When you finally try it, you'll find that smoking pork picnics takes more than a little time out of your day. They take a l-o-n-g time! But the wait is worth it!

The pork picnic roast, also known as a pork shoulder, picnic shoulder, shoulder picnic, and arm picnic, must have been designed for smoking. There's a lot of fat and connective tissue that adds moistness and flavor to the meat.





The bone helps hold the cut together when it's fall-apart tender. And the price is right. This is one of the least expensive cuts of pork (or meat, for that matter) around!


Smoking Pork Picnics With Charcoal

Before the meat hits the smoker, it needs to be prepared and seasoned. Removing some of the skin and fat, followed by seasoning with an injectable liquid and a dry rub is all that's needed.

With charcoal, the trick is to set up the coals so they do a progressive burn. This is accomplished by placing most of the briquettes into the smoker unlit, mixing a few hardwood chunks in to add smoke. Then, a layer of burning charcoal is scattered on top. The unlit briquettes catch fire, then slowly burn down to the bottom of the pile.

Using this method with a Weber Smokey Mountain smoker, it's possible to get burns up to 12 hours long.


Right now, as I'm writing this, I'm smoking a pork picnic on my Weber. It's been cooking for 7hours, 38 minutes, and the temperature is at 229 degrees Fahrenheit. I should be able to get at least a couple more hours out of the charcoal before I need to add more.




By managing the burning charcoal in a water smoker, the cooking temperature can be kept above the boiling point of water, with the water in the pan providing steam for a moist cooking environment. By keeping the smoker temperature between 225 and 250 degrees, the pork picnic shoulder will take 1 to 1-1/2 hours per pound to finish. Adjust the air vents to regulate the temperature of the smoker. Use an accurate thermometer to keep track of the smoke chamber temperature, too.

Cooking at a lower temperature allows smoke flavor to penetrate the meat more deeply, but will also require a longer cooking time. Meat absorbs smoke until it reaches a certain temperature, around 150 degrees. After that, the smoke will remain on the surface. By smoking pork picnics for the first few hours at a lower temperature, say around 200 degrees, then raising the temperature up around 235 degrees, the shoulder will get good internal smoke flavor and will finish in a decent amount of time.

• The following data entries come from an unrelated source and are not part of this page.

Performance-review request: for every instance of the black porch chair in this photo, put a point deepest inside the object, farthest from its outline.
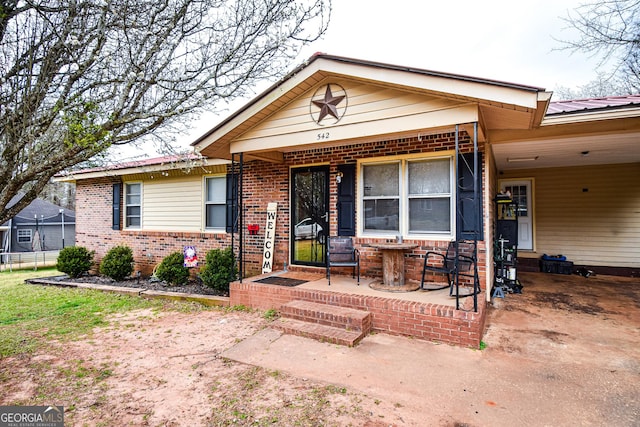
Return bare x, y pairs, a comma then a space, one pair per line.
342, 253
446, 264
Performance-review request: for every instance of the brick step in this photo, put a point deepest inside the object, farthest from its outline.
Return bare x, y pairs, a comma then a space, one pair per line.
329, 315
318, 331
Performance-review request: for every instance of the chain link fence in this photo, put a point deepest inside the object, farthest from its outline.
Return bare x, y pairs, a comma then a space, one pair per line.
23, 260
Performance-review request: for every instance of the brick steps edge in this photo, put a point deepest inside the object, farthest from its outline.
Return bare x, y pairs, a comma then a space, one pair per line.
318, 331
328, 315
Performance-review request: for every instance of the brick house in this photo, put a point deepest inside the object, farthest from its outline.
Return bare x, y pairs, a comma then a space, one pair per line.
377, 152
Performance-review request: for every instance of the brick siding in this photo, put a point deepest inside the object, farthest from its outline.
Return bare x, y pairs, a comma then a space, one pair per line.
263, 183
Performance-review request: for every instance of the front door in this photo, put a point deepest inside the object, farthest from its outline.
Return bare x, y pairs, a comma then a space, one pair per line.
522, 194
309, 215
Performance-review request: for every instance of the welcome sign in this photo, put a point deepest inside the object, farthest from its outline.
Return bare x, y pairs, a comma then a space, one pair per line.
269, 238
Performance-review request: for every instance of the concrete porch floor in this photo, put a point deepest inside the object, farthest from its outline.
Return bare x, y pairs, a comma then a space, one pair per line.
345, 284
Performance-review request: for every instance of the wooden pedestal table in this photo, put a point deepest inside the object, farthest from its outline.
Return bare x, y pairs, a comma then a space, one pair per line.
393, 267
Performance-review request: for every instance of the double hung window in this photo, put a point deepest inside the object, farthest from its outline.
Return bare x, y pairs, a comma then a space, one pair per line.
133, 205
24, 235
408, 196
215, 202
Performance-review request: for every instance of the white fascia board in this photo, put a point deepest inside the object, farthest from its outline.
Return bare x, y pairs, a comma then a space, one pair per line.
416, 122
75, 176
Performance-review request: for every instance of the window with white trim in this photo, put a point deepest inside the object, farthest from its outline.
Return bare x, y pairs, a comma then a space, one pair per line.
24, 235
133, 205
215, 202
408, 196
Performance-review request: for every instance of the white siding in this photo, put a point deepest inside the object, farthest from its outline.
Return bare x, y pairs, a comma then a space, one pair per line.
173, 204
590, 214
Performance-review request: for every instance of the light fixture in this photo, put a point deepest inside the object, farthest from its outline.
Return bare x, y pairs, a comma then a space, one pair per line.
521, 159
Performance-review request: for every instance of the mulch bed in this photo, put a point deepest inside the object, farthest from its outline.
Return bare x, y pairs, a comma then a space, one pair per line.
192, 287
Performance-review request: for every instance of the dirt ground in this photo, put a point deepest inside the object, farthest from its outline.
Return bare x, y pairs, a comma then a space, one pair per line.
565, 352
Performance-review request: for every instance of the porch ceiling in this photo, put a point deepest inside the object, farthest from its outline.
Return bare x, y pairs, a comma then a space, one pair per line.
568, 151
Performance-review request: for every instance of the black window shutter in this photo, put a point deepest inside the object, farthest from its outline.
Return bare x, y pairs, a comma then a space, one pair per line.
347, 200
470, 221
117, 191
232, 203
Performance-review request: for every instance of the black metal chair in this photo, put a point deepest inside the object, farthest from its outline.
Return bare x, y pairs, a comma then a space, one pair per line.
466, 266
342, 253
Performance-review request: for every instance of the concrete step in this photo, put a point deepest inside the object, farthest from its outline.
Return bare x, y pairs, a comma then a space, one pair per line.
329, 315
318, 331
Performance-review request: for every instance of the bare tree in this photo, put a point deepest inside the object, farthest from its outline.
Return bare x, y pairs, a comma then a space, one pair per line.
79, 76
610, 28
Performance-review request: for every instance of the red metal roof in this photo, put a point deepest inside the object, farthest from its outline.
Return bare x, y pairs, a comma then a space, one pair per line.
592, 104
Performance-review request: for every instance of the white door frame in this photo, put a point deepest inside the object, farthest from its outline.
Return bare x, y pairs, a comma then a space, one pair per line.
526, 238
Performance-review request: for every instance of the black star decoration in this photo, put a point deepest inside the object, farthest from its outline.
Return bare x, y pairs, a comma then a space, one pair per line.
328, 104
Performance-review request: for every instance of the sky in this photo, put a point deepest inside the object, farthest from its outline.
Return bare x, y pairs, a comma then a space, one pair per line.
507, 40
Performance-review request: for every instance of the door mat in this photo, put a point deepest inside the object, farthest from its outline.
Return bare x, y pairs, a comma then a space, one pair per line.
280, 281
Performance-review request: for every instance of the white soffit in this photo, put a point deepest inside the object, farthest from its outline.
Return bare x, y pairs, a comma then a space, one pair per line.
574, 151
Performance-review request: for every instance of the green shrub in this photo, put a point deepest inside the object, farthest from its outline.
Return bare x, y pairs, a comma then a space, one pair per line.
172, 269
75, 260
219, 269
117, 263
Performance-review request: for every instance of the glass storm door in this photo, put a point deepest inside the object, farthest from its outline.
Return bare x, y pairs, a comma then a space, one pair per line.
521, 192
309, 215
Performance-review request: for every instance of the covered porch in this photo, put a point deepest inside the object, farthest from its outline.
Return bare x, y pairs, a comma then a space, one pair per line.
428, 315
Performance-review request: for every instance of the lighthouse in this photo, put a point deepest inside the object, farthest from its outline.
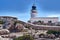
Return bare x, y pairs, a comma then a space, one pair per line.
33, 11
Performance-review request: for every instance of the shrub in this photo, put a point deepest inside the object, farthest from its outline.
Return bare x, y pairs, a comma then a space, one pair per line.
25, 37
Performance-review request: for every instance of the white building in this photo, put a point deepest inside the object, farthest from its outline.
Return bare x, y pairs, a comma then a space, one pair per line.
44, 19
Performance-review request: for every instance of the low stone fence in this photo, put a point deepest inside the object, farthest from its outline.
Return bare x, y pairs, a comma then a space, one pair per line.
6, 39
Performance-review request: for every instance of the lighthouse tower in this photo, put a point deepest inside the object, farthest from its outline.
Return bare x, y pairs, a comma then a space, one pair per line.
33, 11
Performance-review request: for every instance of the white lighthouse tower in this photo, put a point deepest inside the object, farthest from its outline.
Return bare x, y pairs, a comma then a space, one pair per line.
33, 11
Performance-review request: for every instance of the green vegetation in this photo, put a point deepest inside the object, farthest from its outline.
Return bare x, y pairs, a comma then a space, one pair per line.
25, 37
1, 22
56, 33
53, 32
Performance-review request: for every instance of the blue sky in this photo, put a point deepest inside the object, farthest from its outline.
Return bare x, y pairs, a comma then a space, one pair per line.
22, 8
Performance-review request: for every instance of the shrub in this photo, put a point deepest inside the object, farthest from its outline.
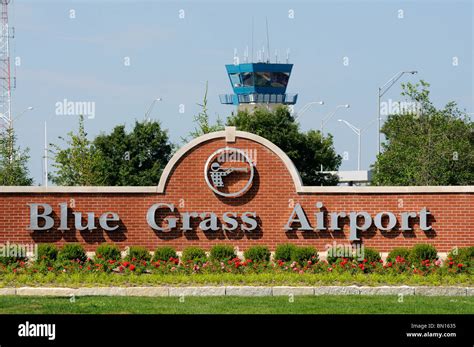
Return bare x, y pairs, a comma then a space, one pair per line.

When the internal temperature of the pork picnic reaches about 195 degrees Fahrenheit, give it the fork test. Insert a table fork and give it a twist. If the meat tears, but it takes a little force, it's about right for slicing. When the fork twists easily and the meat seems to shred, it's time to pull it off for pulled pork.

One last thing. When the meat is done to your liking, remove it from the smoker and wrap it in a couple layers of aluminum foil. Then place the pork shoulder in a dry cooler, covered with a couple of large towels or a blanket, for an hour or two. The meat will be much juicier if you do this.

Before serving, separate the meat from the bone and remove all the fat and other unappetizing things you might find. Then, with a couple of big serving forks, shred it to pieces. I like to drizzle on a little cider vinegar after it's shredded. Serve with bread or buns and some crispy coleslaw. It's traditional to top the meat with some slaw before the top of the bun put in place. Enjoy!

That's how smoking pork picnics is done. It's not difficult...just takes a while!